The real Muses—the everyday Muses for the rest of us—keep a low profile.

museHere’s a list of the Muses you probably are familiar with.

Sarcastic Muse: “I’m certain your banal character will garner lots of sympathy.” “Another calorie-laden mocha will definitely help you meet your deadline.” “Oh sure, resort to that ol’ trope.” “Of course you will figure out that plot flaw by the end of the chapter.” Cough cough. This Muse toughens us up, smacks us around—and we like it! Sarcastic Muse challenges writers by helping us hone our craft.
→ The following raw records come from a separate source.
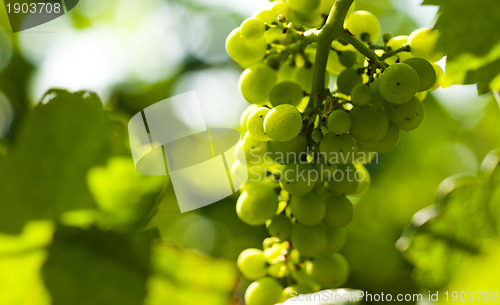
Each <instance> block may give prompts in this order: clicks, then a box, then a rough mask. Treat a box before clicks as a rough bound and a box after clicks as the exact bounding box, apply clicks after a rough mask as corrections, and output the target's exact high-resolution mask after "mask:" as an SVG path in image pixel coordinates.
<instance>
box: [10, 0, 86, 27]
mask: <svg viewBox="0 0 500 305" xmlns="http://www.w3.org/2000/svg"><path fill="white" fill-rule="evenodd" d="M78 2H79V0H4V5H5V10H6V13H7V16H8V18H9V24H10V27H11V29H12V32H13V33H16V32H20V31H24V30H27V29H30V28H33V27H36V26H39V25H41V24H44V23H46V22H49V21H51V20H54V19H56V18H58V17H61V16H62V15H64V14H66V13H67V12H69V11H70V10H71V9H73V8H74V7H75V6H76V5H77V4H78ZM2 15H3V14H2Z"/></svg>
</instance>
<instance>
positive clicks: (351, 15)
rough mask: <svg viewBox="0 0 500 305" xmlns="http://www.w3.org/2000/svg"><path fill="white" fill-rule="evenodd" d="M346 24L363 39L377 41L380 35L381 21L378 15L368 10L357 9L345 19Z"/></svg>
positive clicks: (346, 26) (357, 34)
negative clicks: (370, 11)
mask: <svg viewBox="0 0 500 305" xmlns="http://www.w3.org/2000/svg"><path fill="white" fill-rule="evenodd" d="M344 26H345V28H347V29H348V30H349V31H350V32H351V33H352V34H354V36H356V37H358V38H359V39H361V40H363V41H369V42H373V43H375V42H377V40H378V38H379V36H380V23H379V22H378V19H377V17H375V15H373V14H372V13H370V12H368V11H355V12H354V13H352V14H351V15H349V16H348V17H347V18H346V19H345V24H344ZM364 38H366V39H364Z"/></svg>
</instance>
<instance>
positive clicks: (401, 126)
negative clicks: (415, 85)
mask: <svg viewBox="0 0 500 305" xmlns="http://www.w3.org/2000/svg"><path fill="white" fill-rule="evenodd" d="M385 112H386V113H387V116H388V117H389V120H391V122H393V123H394V124H396V125H397V126H398V127H399V129H401V130H407V131H409V130H414V129H416V128H417V127H418V126H420V125H421V124H422V122H423V120H424V107H423V106H422V103H421V102H420V101H419V100H418V99H417V98H416V97H414V98H412V99H411V100H410V101H408V102H406V103H404V104H391V103H386V105H385Z"/></svg>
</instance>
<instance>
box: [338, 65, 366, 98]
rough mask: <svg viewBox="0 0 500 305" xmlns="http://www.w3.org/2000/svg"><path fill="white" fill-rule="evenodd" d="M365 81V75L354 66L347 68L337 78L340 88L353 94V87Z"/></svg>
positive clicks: (350, 93) (349, 92)
mask: <svg viewBox="0 0 500 305" xmlns="http://www.w3.org/2000/svg"><path fill="white" fill-rule="evenodd" d="M362 82H363V77H362V76H361V74H359V73H358V71H357V70H356V69H354V68H346V69H345V70H344V71H342V72H341V73H340V74H339V76H338V78H337V87H338V90H339V91H340V92H342V93H344V94H347V95H351V92H352V89H353V88H354V87H356V85H359V84H361V83H362Z"/></svg>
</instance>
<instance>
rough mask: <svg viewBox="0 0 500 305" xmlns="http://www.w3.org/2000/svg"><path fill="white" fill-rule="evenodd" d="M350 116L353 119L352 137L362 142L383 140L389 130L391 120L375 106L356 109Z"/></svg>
mask: <svg viewBox="0 0 500 305" xmlns="http://www.w3.org/2000/svg"><path fill="white" fill-rule="evenodd" d="M349 114H350V115H351V118H352V127H351V131H350V133H351V135H352V136H353V137H354V138H355V139H356V140H358V141H360V142H377V141H380V140H382V139H383V138H384V137H385V135H386V133H387V130H388V129H389V119H388V118H387V115H386V114H385V112H384V111H383V110H382V109H380V108H378V107H376V106H373V105H366V106H361V107H354V108H353V109H352V110H351V111H350V112H349Z"/></svg>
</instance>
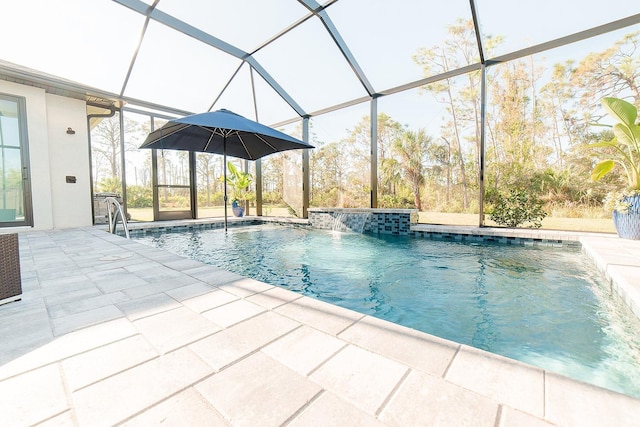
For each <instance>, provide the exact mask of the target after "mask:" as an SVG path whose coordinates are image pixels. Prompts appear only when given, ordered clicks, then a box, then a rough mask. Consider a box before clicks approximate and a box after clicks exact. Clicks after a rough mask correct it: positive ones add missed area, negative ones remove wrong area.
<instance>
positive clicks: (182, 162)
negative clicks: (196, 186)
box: [153, 150, 196, 221]
mask: <svg viewBox="0 0 640 427" xmlns="http://www.w3.org/2000/svg"><path fill="white" fill-rule="evenodd" d="M153 163H154V168H153V169H154V171H155V177H154V178H155V179H154V192H153V193H154V194H153V195H154V217H155V219H156V220H157V221H162V220H172V219H194V218H195V217H196V212H195V194H194V193H195V189H194V187H195V185H194V184H195V179H194V177H193V173H194V172H193V171H194V169H195V167H194V165H195V155H194V153H190V152H188V151H176V150H154V155H153Z"/></svg>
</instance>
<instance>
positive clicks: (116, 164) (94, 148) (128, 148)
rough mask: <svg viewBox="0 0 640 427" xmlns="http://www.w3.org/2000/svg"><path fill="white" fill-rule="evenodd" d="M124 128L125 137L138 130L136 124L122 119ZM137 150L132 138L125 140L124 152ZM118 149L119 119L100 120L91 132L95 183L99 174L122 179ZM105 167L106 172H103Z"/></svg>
mask: <svg viewBox="0 0 640 427" xmlns="http://www.w3.org/2000/svg"><path fill="white" fill-rule="evenodd" d="M124 126H125V129H124V133H125V134H126V135H135V134H136V132H137V130H138V123H137V122H135V121H133V120H130V119H127V118H125V119H124ZM137 148H138V147H137V144H136V140H135V139H134V138H131V139H130V140H125V143H124V149H125V151H135V150H137ZM120 149H121V144H120V117H119V116H118V115H115V116H113V117H107V118H104V119H102V120H101V121H100V123H98V124H97V125H96V126H95V127H94V128H93V129H92V131H91V152H92V156H93V159H94V164H93V167H94V180H95V182H98V178H99V176H100V175H101V172H103V173H104V174H105V175H106V176H107V177H111V178H115V177H119V178H120V179H122V168H121V158H120ZM105 167H106V170H104V168H105ZM118 191H121V190H118Z"/></svg>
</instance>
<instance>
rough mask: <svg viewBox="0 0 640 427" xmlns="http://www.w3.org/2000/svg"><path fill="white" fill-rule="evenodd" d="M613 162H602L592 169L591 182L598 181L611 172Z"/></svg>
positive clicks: (603, 160)
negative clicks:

Nodding Off Muse: She comes—this specter of creativity—to fill our minds with characters and story lines and dialog and descriptions compelling writers to leap from their bed and jot down the best ideas ever…but wait, come back, the moment you flick on the light she vanishes into the shadows.

Dream Muse: Evil twin of Nodding Off Muse, she fills a writer’s head with wonderful plots, captivating intrigues, and evocative scenes only of which a few can be remembered in the morning.

Psycho Muse: She’ll whisper “This is fabulous paragraph—luscious with description  revealing the character’s pain” one minute only to murmur “Overwritten, tragically overwritten—why are you hitting your reader over the head with a wordy 2 by 4?” Psycho Muse helps writers reconsider and evaluate their literary techniques with an eye toward the reader. She might also be the cause of a writer’s descent into madness. Take Psycho Muse with a grain of salt and sprinkling of sugar. ( I treat my Psycho Muse to a salted caramel ice cream cone when she visits.)

Driving Muse: She comes up with the best, most amazing solutions to your plot flaws and provides riveting dialog while you are driving. The trick is to thank her profusely and repeat her brilliance until you can write it down or find the record feature on your phone.

Guilty Muse: “You really should be [ insert chore here] .” I know, you respond, but the words are flowing, the hubby and kiddos can forage for their own food. “Your friends haven’t seen you in a while.” But, I’m almost done, true friends understand. Guilty Muse helps balance our time ( “Fat Chance,” laughs Sarcastic Muse ) and urges us to complete tasks other than writing obsessively during the day–even if it’s as simple as texting hubby Get Toilet Paper on the way home.  Ever the practical one, Guilty Muse suggests rewriting a sentence in your head while tossing in the next load of laundry.

Which Muses visit YOU while writing?